Court delays Mississippi execution

Final update 8:01 p.m.

Over the dissents of two Justices, the Supreme Court on Tuesday postponed the execution of Mississippi death row inmate Earl Wesley Berry. Justices Samuel A. Alito, Jr., and Antonin Scalia noted that they would have denied the application to put off the execution, scheduled for 6 p.m. in Mississippi.  The delay order (found here) came about 15 minutes before Berry was to be put to death by lethal injection in the state penitentiary at Parchman, Miss.

Like some of the Court’s other recent orders refusing to clear the way for executions, this new one is expected to stir greater speculation that the Court — as a more or less regular practice — will now block planned use of the lethal injection protocol in use by 36 states, even if the Justices do not declare a “moratorium” in any formal legal sense. The Court, though, is expected to continue to issue orders a single case at a time, whatever larger implications outside observers may read into its actions.  The language the Court used in the Berry order was identical to what it routinely says when it is delaying the effect of a lower court ruling to give itself time to consider whether to hear the underlying appeal.

 The Court has allowed only one execution to go forward since announcing on Sept. 25 that it would rule this Term on the constitutionality of the three-drug protocol now in common use.  It has blocked three planned executions, either by issuing stays itself or by refusing to lift a stay issued by a lower court. (The Court on Monday had found that it had no jurisdiction to consider an earlier stay application in Berry’s case. That case had reached the Court through the state courts; the new order came in a case arising from the federal courts, arriving at the Supreme Court later.)

The one execution to occur since Sept. 25, of Michael W. Richard in Texas, occurred in the evening of the day the Court announced it would rule this Term on the constitutionality of the protocol.  (That review will come in the case of Baze v. Rees, 07-5439, a Kentucky case. It will be argued either in January or February.)

The Berry case had been considered a significant test of the Court’s willingness to continue to issue stays, since Earl Berry had taken so long to file his constitutional challenge to the protocol.  The Fifth Circuit Court, like the Mississippi Supreme Court, had concluded that Berry was not entitled even to a ruling on his constitutional claim, because he had been tardy in filing it. The state has noted that it has used the lethal injection method since 1984, so that method was the standard protocol for all of the 19 years that Berry has been on death row for a 1987 murder of a woman he abducted as she left Sunday choir practice at a church in Houston, Miss.

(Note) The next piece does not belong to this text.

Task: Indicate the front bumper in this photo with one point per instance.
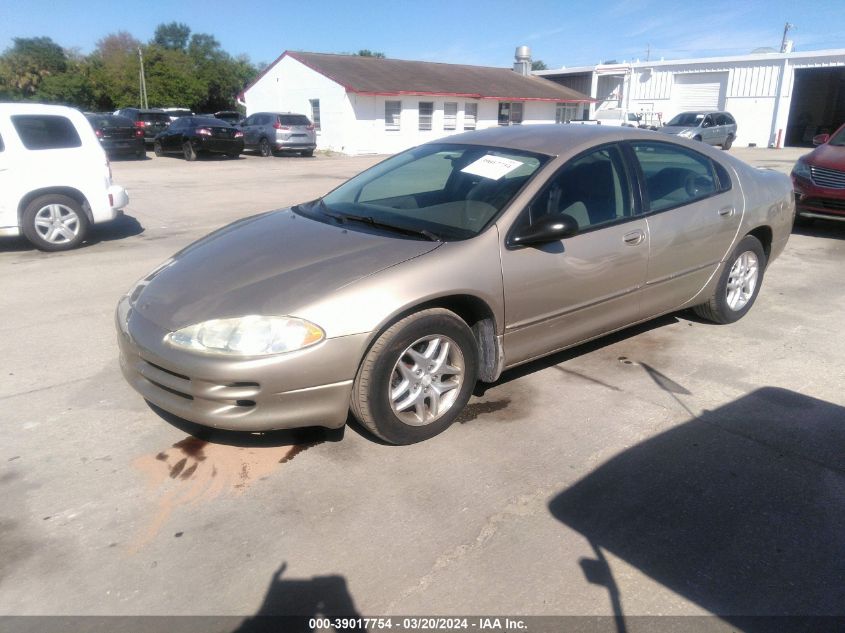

The Court has said several times in recent years — in fact, as recently as June of last year in Hill v. McDonough — that lower courts should take into account the last-minute nature of challenges to execution methods in considering whether to grant a delay.  The state of Mississippi had relied heavily upon those statements in arguing that Berry’s execution should go ahead as planned.

Some lower courts or state officials have interpreted the Supreme Court’s grant of review in the Baze case as an indication that they should delay executions by the lethal injection protocol. Others, like the Fifth Circuit in Berry’s case, have disagreed, saying that the grant of a petition for certiorari by the Justices in one case does not change the law so it does not directly affect others.

The Court on Tuesday did not delay Berry’s execution indefinitely. It said the order was to remain in effect pending its action on a newly-filed petition for review, filed Monday (Berry v. Epps, docket 07-7348). If it decides to deny review of that appeal, the order said, “this stay will terminate automatically.”  But, if review is granted, the stay will remain in effect until a final ruling in the case, according to the order.  Among the questions raised in the petition, Berry’s counsel are asking the Court to spell out whether executions may be allowed to go forward solely because of the late filing of a challenge to the method.  It argues that lower courts are split on their power to dismiss a “last-minute” challenge over an issue that is currently pending before the Supreme Court. The petition also raises issues parallel to those in the Baze case from Kentucky, on whether the current three-drug protocol risks unnecessary pain and suffering for the inmate, and thus is cruel and unusual punishment under the Constitution’s Eighth Amendment.

The only votes on Tuesday’s order that were publicly recorded were those of Justices Alito and Scalia in dissent. It is not necessarily so, however, that all of the other seven Justices favored the stay.  It would have taken the votes of five Justices either to grant or deny the stay.